Lord Mayor of Cork
- In office June 1996 – June 1997
- In office May 1979 – June 1980

Teachta Dála
- In office February 1982 – November 1982
- Constituency: Cork South-Central

Personal details
- Born: James A. Corr 25 January 1934 (age 92) Cork, Ireland
- Party: Fine Gael

= Jim Corr (politician) =

Irish former politician (born 1934)

James A. Corr (born 25 January 1934) is an Irish former Fine Gael politician who served as Lord Mayor of Cork from 1979 to 1980 and 1996 to 1997. He served as a Teachta Dála (TD) for the Cork South-Central from February 1982 to November 1982.

==Biography==
Corr was a member of Cork City Council from 1973 to 2014. He was first co-opted to the council (then called Cork Corporation) in 1973, and elected at the 1974 local elections. He was Lord Mayor of Cork in 1979 and 1996.

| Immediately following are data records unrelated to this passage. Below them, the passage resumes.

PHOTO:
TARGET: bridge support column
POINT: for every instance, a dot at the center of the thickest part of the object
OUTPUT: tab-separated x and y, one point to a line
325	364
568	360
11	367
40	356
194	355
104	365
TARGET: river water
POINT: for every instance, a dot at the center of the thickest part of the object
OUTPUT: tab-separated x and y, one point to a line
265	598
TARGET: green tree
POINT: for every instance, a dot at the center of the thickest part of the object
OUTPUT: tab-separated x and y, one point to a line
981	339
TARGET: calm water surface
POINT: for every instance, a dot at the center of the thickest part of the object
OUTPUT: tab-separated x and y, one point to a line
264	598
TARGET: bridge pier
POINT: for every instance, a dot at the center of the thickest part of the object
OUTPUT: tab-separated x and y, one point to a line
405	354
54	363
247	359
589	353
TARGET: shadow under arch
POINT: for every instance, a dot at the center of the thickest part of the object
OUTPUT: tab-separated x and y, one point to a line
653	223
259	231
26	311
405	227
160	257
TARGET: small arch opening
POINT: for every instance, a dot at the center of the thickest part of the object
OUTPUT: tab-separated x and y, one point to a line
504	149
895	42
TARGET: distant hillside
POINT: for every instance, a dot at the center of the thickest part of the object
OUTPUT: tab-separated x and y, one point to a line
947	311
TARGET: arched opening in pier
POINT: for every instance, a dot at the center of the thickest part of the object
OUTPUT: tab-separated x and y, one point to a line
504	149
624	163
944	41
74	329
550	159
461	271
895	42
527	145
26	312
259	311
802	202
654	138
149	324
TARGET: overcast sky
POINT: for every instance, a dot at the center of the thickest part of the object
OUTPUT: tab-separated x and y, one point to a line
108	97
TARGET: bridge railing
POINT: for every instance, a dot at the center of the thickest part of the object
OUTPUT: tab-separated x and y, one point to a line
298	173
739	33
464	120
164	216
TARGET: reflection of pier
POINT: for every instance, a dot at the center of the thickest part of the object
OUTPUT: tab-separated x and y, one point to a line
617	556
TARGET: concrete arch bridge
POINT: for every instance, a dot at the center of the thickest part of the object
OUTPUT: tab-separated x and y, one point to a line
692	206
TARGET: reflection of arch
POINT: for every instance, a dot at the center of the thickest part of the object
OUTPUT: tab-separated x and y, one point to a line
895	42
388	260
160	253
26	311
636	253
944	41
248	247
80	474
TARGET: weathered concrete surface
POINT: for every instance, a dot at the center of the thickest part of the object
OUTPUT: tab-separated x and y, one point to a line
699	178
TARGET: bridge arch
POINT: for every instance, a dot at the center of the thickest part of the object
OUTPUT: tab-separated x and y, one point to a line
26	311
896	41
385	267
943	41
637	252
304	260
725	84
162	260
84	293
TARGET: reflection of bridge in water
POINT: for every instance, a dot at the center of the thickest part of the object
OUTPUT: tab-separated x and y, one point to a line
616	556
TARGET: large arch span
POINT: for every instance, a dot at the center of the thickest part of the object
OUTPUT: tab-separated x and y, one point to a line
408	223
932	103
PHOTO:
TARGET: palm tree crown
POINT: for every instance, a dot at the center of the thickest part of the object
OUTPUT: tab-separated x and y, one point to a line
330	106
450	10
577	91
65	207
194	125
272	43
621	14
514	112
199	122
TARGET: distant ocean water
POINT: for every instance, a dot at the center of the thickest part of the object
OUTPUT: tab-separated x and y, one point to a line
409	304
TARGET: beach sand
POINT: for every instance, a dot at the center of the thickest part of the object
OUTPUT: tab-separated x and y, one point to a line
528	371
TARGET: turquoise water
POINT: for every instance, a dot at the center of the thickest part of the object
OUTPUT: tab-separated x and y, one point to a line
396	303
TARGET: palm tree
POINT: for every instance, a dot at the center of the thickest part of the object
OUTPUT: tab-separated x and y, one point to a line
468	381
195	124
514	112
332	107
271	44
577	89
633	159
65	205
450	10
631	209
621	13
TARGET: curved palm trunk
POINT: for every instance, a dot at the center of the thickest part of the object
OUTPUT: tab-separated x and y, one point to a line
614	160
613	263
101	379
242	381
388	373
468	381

When the five-seat Cork South-Central constituency was created in 1980, Fine Gael's support was sufficient for two seats. Peter Barry was the party's senior TD; Corr had a rivalry with Hugh Coveney for the second Fine Gael seat. Coveney narrowly beat Corr at the 1981 general election, but Corr won by a larger margin in February 1982. Becoming disillusioned with Dáil politics, Corr stood aside in November 1982, with Coveney regaining the seat. Corr was to stand as a third Fine Gael candidate at the 1987 general election, but stood aside to avoid splitting the Fine Gael vote, though Coveney lost his seat in any event. Corr was unsuccessful at the 1989 and 1992 general elections.

Corr was unhappy that John Cushnahan was selected ahead of him as Fine Gael candidate in Munster at the 1989 European Parliament election. Corr stood unsuccessfully in Munster at the 1999 European Parliament election.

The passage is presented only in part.